History, Evolution, and Social Networks

Do actors make relations or do relations make actors?

The encounter of historical and evolutionary perspectives within the intermediate trading zone of social science often has been unsatisfactory. Biological metaphors of social evolution were common among the original founders of the social sciences—in sociology and anthropology especially—but collectivist functionalism1 now is thoroughly discredited. Horrific misuses of biological and evolutionary “scientific theories” by nineteenth- and twentieth-century racist social movements need no recounting.
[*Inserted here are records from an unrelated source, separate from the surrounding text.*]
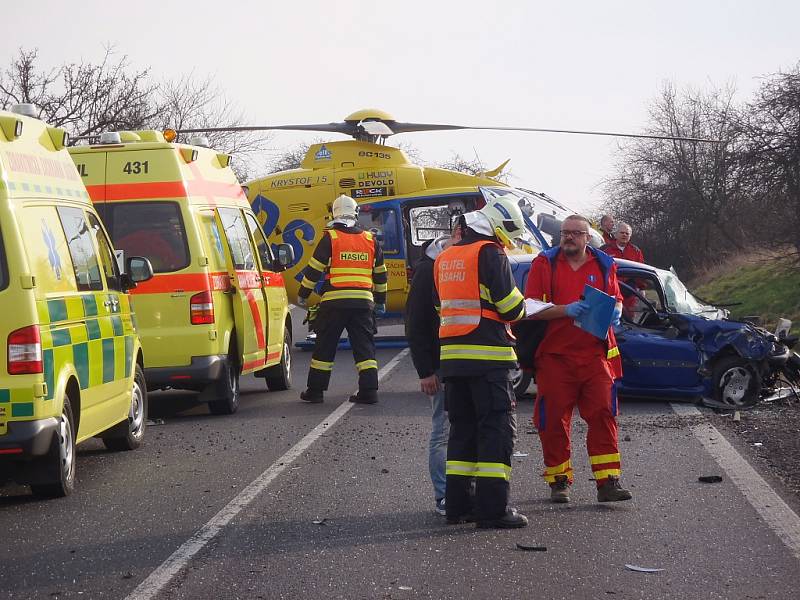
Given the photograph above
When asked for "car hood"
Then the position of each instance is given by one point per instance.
(712, 336)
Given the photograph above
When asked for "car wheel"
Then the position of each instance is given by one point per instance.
(227, 402)
(737, 382)
(279, 377)
(129, 434)
(521, 380)
(61, 458)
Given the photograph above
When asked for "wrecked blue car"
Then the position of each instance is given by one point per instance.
(674, 346)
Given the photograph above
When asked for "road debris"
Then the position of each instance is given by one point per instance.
(531, 547)
(710, 478)
(642, 569)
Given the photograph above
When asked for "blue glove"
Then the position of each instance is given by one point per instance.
(576, 309)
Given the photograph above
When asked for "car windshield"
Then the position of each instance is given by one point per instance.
(680, 300)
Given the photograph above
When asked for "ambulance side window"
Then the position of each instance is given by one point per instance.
(3, 265)
(238, 240)
(81, 249)
(107, 259)
(264, 251)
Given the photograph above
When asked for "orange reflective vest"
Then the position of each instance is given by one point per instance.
(458, 286)
(352, 260)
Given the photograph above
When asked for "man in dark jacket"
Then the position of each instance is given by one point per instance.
(422, 333)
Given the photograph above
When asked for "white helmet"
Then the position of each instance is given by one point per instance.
(345, 209)
(505, 218)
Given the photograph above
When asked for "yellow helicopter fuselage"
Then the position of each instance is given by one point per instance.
(403, 203)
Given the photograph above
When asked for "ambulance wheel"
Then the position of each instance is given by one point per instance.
(60, 461)
(228, 395)
(128, 435)
(279, 377)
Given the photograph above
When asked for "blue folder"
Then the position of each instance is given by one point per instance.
(597, 319)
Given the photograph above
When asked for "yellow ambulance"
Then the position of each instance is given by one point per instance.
(70, 359)
(216, 307)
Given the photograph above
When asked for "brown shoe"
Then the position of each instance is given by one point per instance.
(612, 491)
(559, 489)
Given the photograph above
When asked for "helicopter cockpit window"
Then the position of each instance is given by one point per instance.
(382, 223)
(429, 222)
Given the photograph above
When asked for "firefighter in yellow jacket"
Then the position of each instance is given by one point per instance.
(477, 298)
(354, 291)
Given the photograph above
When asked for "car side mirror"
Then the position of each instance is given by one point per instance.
(139, 269)
(285, 256)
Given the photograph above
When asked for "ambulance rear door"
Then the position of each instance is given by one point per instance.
(249, 305)
(274, 291)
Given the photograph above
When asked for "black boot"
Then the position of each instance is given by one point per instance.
(511, 520)
(311, 396)
(365, 397)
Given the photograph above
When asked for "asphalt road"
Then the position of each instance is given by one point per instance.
(364, 480)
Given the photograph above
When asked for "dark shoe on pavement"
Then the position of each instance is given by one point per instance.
(440, 507)
(511, 520)
(311, 396)
(612, 491)
(559, 490)
(365, 397)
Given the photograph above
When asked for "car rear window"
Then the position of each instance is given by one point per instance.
(3, 265)
(154, 230)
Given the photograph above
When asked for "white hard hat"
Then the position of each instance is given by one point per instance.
(345, 208)
(505, 218)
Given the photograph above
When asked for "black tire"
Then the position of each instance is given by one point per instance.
(521, 380)
(279, 377)
(737, 382)
(227, 401)
(59, 464)
(129, 434)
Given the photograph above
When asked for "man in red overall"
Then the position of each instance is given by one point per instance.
(573, 367)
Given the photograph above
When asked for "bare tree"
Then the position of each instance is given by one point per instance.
(88, 98)
(84, 98)
(685, 199)
(771, 126)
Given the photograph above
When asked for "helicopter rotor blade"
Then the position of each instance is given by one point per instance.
(345, 128)
(417, 127)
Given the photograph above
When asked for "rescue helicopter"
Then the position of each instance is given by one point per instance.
(404, 204)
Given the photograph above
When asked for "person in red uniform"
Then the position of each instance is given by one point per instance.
(621, 247)
(573, 367)
(607, 228)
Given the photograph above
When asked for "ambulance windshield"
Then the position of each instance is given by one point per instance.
(151, 229)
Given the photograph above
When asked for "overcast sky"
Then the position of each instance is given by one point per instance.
(570, 65)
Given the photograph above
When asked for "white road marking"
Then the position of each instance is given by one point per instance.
(771, 507)
(159, 578)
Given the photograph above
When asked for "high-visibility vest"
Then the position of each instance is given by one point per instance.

More recently, sociobiology—the analysis of discrete social behaviors and cultural “memes” as if these were genes in evolutionary competition—has gained an enthusiastic following as a sect, but sociobiology is viewed as simplistic and naive by most contemporary social scientists.

Less well known among social scientists, the reverse reception of historicist arguments in evolutionary biology also has been rocky. Stephen Jay Gould is widely known and praised outside of his own subfield, but his arguments are held at arm’s length if not in disdain by his evolutionist peers. Celebrating “historical contingencies” to them seems tantamount to giving up on scientific explanation altogether. Postmodernists in the social sciences and the humanities are willing to take that step, but contemporary evolutionary biologists (including the late Gould himself) have nightmares of creationists and intelligent designers exploiting indeterminacy in evolutionary theory for their own purposes.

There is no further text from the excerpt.